- 2teaspoons olive oil
- 4 bone-in pork chops (about 1 inch thick; 2 pounds total)
- kosher salt and black pepper
- 2 apples, cored and sliced 1⁄2 inch thick
- 1 medium onion, sliced
- 1cup low-sodium chicken broth
- 1tablespoon cider vinegar
- 2teaspoons light brown sugar
- 3tablespoons unsalted butter
- 3/4cup instant polenta
- 2tablespoons chopped fresh chives
- Heat the oil in a large skillet over medium-high heat. Season the pork with ½ teaspoon each salt and pepper and cook until browned and cooked through, 7 to 9 minutes per side. Transfer to a plate and tent with foil to keep warm; reserve the skillet.
- Add the apples and onion to the drippings in the skillet and cook over medium-high heat, tossing frequently, until slightly softened, 6 to 8 minutes.
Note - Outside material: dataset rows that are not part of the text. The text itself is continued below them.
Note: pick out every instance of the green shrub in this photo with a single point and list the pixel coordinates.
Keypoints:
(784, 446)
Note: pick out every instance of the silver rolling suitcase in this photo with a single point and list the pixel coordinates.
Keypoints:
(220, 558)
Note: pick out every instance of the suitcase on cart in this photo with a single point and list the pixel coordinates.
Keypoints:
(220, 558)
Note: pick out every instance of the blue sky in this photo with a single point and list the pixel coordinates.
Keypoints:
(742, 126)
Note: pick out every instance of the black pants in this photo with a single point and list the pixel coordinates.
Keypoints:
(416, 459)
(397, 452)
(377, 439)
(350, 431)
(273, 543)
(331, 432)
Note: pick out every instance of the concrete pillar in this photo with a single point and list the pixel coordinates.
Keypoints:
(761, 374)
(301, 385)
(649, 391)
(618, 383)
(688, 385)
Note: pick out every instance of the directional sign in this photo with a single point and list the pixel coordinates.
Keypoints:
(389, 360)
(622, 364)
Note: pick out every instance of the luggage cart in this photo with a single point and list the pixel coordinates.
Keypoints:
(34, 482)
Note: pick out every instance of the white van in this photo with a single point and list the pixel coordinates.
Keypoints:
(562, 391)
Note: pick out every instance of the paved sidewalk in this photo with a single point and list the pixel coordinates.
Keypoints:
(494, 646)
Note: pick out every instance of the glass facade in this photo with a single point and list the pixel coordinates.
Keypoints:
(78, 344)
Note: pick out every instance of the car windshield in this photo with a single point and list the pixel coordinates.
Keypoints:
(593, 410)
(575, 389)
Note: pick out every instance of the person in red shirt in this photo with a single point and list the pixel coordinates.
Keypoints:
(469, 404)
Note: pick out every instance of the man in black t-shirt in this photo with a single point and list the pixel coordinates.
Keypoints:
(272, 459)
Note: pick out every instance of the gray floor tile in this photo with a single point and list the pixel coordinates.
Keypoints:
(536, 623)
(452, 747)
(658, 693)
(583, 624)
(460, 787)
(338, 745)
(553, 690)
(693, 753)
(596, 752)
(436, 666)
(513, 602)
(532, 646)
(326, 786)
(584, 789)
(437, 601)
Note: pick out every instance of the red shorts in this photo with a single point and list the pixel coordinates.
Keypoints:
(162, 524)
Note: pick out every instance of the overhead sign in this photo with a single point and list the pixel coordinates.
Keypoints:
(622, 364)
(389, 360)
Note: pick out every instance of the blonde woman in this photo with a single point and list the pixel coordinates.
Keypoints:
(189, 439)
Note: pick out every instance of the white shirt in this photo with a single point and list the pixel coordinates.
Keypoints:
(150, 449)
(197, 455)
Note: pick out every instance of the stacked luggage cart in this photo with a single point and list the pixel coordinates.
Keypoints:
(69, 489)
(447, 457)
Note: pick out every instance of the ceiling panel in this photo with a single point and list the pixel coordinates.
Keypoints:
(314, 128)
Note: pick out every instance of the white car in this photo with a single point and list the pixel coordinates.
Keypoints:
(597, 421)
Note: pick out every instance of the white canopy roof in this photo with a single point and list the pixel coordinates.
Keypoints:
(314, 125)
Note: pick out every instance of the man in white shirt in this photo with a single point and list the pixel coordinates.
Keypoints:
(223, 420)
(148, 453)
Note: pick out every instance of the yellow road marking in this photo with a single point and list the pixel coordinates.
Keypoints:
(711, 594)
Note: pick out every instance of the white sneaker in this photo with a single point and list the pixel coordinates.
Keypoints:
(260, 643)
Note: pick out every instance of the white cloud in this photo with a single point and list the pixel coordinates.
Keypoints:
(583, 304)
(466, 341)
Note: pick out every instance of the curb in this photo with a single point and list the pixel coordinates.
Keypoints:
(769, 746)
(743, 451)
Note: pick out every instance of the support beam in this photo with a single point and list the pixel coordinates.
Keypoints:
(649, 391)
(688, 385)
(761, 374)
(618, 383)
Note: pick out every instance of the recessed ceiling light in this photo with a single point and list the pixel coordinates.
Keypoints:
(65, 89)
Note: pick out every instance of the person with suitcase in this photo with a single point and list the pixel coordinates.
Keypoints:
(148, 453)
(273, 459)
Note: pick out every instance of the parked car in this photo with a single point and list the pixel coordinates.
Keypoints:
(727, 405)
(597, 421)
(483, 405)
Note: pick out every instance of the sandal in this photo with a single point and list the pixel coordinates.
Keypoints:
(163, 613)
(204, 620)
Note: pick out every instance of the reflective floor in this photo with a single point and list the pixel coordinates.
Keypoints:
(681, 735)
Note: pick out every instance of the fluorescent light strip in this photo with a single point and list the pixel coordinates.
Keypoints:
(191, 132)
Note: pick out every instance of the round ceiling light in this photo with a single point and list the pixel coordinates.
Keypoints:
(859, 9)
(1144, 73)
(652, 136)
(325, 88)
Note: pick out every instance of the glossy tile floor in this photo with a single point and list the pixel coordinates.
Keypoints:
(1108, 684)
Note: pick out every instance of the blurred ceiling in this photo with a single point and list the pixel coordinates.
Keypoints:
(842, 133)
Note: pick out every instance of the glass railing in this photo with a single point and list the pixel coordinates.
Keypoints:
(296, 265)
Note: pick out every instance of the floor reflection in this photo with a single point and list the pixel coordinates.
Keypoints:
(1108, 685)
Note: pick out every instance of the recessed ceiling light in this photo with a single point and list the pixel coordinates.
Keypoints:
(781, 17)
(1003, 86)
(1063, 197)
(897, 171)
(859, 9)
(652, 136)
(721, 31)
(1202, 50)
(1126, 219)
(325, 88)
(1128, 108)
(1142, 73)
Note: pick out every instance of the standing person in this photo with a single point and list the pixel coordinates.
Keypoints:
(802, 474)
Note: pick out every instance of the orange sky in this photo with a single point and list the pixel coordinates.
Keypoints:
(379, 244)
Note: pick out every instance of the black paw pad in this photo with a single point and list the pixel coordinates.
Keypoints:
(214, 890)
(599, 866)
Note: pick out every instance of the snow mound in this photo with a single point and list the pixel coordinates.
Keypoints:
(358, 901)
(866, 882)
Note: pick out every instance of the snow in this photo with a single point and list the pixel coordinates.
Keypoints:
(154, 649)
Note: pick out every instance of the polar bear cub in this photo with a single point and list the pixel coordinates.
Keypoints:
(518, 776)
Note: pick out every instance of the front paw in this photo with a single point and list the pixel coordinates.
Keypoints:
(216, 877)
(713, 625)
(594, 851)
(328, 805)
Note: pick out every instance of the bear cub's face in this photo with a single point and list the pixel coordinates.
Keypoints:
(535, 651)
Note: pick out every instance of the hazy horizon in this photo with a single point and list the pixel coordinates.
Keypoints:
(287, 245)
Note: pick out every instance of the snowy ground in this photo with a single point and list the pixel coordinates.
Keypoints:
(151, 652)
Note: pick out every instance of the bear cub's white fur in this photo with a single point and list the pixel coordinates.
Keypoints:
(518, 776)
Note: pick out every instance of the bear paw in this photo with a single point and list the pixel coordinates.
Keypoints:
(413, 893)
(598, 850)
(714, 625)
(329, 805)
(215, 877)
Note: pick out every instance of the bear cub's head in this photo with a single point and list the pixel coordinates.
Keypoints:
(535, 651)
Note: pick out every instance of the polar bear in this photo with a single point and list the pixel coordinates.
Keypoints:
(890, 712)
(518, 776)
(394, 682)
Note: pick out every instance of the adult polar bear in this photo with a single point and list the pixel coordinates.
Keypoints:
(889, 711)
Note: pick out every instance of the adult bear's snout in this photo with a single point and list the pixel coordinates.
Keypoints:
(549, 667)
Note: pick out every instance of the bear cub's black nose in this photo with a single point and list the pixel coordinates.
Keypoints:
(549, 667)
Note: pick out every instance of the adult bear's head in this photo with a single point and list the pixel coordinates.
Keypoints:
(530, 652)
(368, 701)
Add the broth, vinegar, and sugar and cook, tossing occasionally, until thickened, 3 to 4 minutes. Add 1 tablespoon of the butter. Return the pork chops to the skillet and cook until warmed through, 1 to 2 minutes.
- Meanwhile, in a medium saucepan, bring 3 cups of water to a boil. Whisk in the polenta and cook, whisking, until thickened, 3 to 4 minutes. Whisk in the remaining 2 tablespoons of butter, ½ teaspoon salt, and ⅛ teaspoon pepper. Top the polenta with the pork chops and apple mixture and sprinkle with the chives.